Like cloud-born Centaurs, from the mountain's height
With rapid course descending to the fight;
They rush along; the rattling woods give way;
The branches bend before their sweepy sway.
Nor was Praeneste's founder wanting there,
Whom fame reports the son of Mulciber:
Found in the fire, and foster'd in the plains,
A shepherd and a king at once he reigns,
And leads to Turnus' aid his country swains.

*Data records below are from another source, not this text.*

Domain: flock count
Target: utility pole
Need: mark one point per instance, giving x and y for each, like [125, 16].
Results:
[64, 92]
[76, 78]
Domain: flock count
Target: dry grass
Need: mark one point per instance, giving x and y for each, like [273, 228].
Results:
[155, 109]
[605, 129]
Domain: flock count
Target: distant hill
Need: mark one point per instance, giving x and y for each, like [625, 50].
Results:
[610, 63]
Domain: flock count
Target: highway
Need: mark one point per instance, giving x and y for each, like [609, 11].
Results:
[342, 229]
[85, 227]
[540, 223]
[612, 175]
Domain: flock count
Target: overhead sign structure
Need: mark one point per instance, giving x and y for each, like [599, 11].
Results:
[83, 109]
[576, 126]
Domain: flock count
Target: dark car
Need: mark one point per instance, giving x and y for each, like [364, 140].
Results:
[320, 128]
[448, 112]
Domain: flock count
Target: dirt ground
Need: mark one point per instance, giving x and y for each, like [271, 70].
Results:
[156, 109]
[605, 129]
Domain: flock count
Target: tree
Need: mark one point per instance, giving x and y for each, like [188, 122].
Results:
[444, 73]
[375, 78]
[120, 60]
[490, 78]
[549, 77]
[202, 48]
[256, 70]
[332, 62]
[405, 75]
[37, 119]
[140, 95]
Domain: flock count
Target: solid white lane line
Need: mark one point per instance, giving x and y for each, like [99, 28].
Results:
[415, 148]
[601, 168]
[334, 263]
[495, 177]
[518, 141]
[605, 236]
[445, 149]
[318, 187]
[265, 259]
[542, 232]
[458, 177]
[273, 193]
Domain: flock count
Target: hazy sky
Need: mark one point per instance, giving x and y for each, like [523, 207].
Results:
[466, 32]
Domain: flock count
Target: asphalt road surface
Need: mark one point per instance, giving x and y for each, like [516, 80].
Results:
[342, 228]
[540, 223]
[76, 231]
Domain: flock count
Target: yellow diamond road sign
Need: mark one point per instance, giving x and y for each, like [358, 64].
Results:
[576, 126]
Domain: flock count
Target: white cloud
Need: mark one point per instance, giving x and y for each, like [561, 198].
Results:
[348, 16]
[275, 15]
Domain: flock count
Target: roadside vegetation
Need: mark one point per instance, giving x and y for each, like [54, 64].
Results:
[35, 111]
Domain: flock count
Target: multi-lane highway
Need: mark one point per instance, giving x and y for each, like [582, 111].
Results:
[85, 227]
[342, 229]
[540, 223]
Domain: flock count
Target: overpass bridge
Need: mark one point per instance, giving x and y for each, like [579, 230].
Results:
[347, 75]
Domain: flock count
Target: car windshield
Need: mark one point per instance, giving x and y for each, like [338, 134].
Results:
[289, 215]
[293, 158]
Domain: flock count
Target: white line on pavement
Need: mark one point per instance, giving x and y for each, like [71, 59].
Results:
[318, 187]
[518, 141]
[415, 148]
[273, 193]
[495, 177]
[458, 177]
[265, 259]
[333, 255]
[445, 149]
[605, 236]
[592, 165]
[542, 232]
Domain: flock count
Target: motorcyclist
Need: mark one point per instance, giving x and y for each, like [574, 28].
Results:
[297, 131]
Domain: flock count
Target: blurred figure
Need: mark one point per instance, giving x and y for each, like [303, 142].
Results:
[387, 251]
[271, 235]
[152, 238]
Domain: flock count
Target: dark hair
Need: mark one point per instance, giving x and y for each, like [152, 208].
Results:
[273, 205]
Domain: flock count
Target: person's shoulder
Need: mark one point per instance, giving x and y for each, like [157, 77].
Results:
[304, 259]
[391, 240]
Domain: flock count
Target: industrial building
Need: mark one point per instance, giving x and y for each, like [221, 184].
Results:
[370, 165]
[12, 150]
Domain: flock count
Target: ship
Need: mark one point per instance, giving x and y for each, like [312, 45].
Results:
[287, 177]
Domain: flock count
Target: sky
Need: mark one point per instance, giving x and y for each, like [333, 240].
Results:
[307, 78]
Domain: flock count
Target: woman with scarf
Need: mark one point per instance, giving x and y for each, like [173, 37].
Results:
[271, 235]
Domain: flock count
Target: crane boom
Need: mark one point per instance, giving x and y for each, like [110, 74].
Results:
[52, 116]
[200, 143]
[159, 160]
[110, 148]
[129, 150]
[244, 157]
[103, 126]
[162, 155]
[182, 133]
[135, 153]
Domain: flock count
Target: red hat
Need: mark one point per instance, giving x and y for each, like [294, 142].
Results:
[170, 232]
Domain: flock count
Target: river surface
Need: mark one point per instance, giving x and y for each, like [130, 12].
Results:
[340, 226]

This is an unremarkable passage, except that Turnus is Aeneas' rival, and the men described are the ones who will do battle against Troy. One is reminded again of the Iliad, where the vanquished Hector is perhaps the noblest of all the characters. Bravery, a sense of duty: these are central components of nobility -- of the notion of "the good" -- in Greek and Roman ethics. If the very willingness to fight is one of the chief criteria for goodness, then the two opposing sides in a battle must almost by definition both be "good." (Sidebar: in this scheme -- which I've cribbed mostly from Nietzsche -- "good" is contrasted with "bad," i.e. cowardly or weak; in the later, Judeo-Christian scheme, "good" takes on characteristics almost indistinguishable from the Greco-Roman "bad," which has been displaced by the notion of "evil.") It is for this reason that one can celebrate one's enemies. For this same reason, one can use the poetic mode of the Greeks to celebrate the Trojans they vanquished.

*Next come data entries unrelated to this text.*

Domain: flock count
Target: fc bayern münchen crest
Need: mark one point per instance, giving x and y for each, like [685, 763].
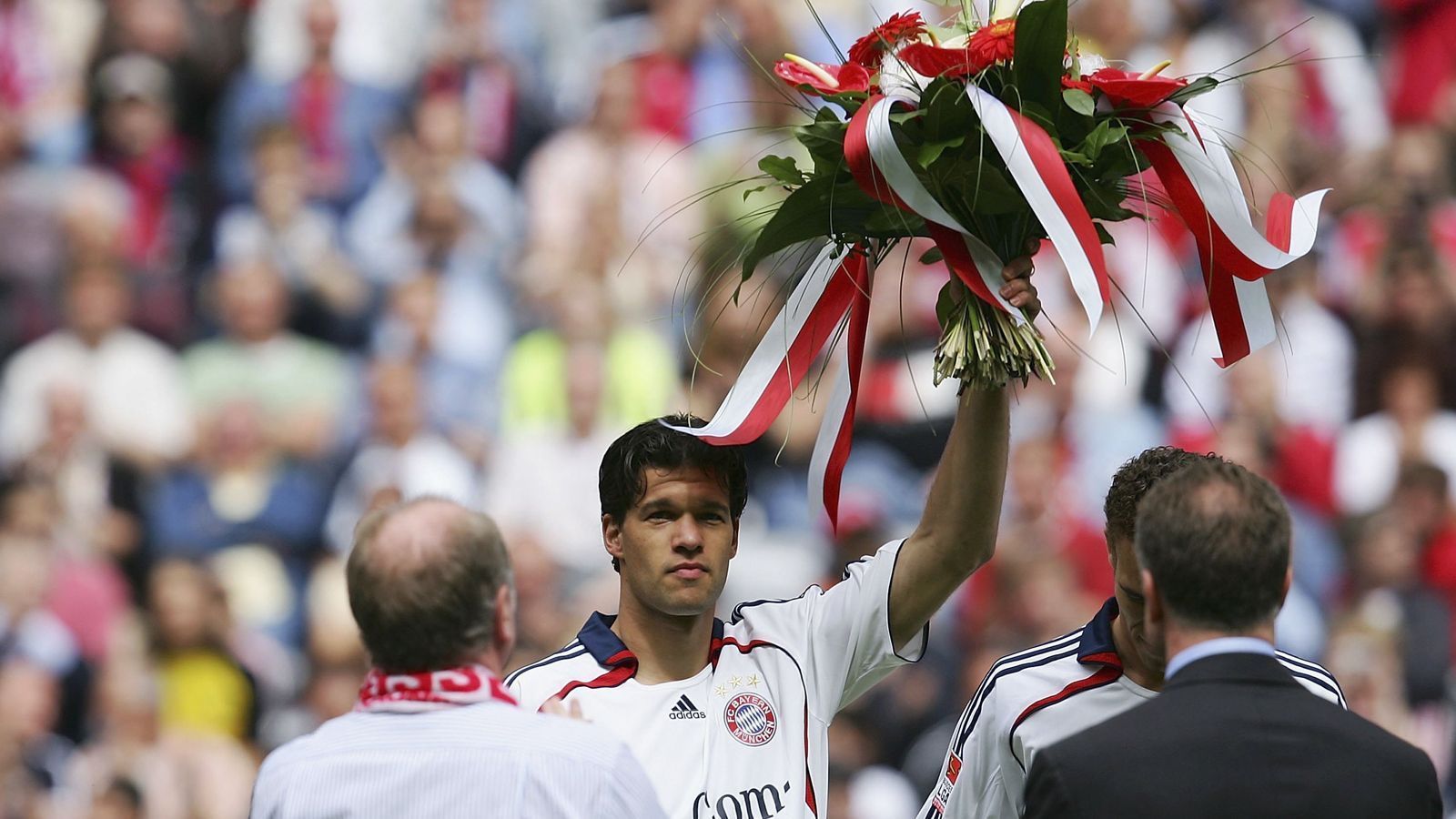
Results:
[750, 719]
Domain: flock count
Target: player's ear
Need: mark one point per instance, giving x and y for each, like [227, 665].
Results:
[1152, 603]
[506, 622]
[612, 537]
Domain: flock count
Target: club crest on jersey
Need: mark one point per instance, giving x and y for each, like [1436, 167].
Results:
[943, 792]
[750, 719]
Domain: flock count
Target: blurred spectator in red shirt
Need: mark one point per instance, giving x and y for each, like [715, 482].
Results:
[1423, 65]
[342, 123]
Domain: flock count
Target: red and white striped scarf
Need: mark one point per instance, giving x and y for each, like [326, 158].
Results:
[430, 691]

So what? Here's what: with the view of life as a battle between fundamentally good opponents who are duty-bound to conflicting ends comes the tragic view that good must sometimes be defeated; with the view of life as a battle between good and evil opponents comes the necessity of demonizing the opposition, and also the belief that good is fated to win. With this last can also come an overambitious desire to spread one's goodness. In the Aeneid, and in its Homeric predecessors, battle is entered into with extreme reluctance. It is only in a world where the inevitable outcome of battle is the vanquishing of evil that one goes looking for a fight.

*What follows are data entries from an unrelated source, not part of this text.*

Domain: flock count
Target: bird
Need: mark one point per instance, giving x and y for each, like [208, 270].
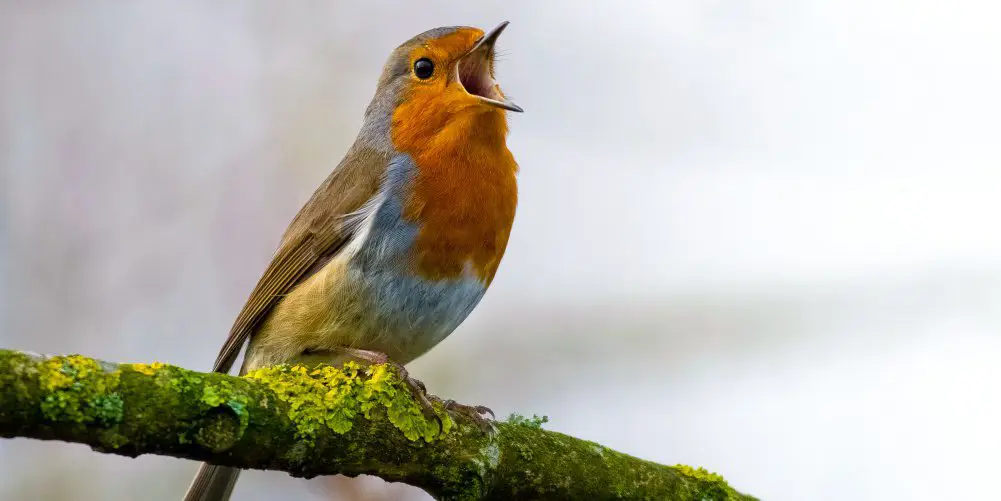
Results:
[400, 241]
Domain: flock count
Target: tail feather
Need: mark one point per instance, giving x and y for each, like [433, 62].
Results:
[212, 483]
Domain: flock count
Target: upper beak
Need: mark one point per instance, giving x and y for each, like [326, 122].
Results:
[475, 71]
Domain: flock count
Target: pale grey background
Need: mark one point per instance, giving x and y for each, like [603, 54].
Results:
[757, 236]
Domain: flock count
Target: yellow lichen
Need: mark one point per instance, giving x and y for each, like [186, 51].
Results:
[147, 369]
[78, 390]
[332, 398]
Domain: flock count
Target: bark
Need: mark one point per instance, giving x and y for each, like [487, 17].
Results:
[322, 421]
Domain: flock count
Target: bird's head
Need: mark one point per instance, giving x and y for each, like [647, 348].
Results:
[441, 80]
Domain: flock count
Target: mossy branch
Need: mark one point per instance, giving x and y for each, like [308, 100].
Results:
[326, 421]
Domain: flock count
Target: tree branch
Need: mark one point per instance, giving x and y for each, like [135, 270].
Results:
[320, 422]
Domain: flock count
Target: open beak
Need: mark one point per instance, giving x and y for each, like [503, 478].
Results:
[475, 72]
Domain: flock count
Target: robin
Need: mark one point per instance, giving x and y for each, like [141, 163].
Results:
[402, 238]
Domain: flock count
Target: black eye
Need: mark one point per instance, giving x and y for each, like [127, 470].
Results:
[423, 68]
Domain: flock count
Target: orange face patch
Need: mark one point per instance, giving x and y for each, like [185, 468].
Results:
[464, 191]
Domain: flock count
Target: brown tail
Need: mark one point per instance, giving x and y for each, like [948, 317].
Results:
[212, 483]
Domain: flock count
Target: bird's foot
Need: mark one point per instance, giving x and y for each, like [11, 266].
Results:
[482, 416]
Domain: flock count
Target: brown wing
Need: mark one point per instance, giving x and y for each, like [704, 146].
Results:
[314, 235]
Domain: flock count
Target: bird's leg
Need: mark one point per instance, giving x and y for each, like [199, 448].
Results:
[417, 388]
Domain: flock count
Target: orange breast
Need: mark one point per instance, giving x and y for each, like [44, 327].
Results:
[464, 190]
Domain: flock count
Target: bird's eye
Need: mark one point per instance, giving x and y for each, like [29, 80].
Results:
[423, 68]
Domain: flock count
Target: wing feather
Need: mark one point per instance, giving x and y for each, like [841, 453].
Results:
[317, 232]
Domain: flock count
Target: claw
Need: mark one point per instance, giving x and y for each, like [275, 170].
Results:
[482, 416]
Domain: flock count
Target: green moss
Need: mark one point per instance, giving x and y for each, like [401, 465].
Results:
[328, 397]
[534, 422]
[710, 485]
[78, 390]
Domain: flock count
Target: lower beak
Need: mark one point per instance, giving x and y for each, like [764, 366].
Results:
[475, 71]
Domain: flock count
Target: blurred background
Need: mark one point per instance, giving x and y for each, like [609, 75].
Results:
[756, 236]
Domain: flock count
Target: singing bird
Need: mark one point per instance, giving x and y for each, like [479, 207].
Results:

I'll stop here, in part because I've never been a fan of arguments for the contemporary "relevance" of classical literature. The greatest of these works are great because of what they tell us about humanity in general, not because of anything they might tell us about our current misadventures. But the Aeneid invites one to indulge in these anachronistic readings, because it is an act of anachronistic interpretation itself.
--CRB, April 7, 2007
POSTSCRIPT: I had considered naming the Aeneid my second "Ted-Should-Read-This" Pick. But the truth is I much prefer Robert Fitzgerald's translation to the Dryden translation featured here. So Ted will have to wait.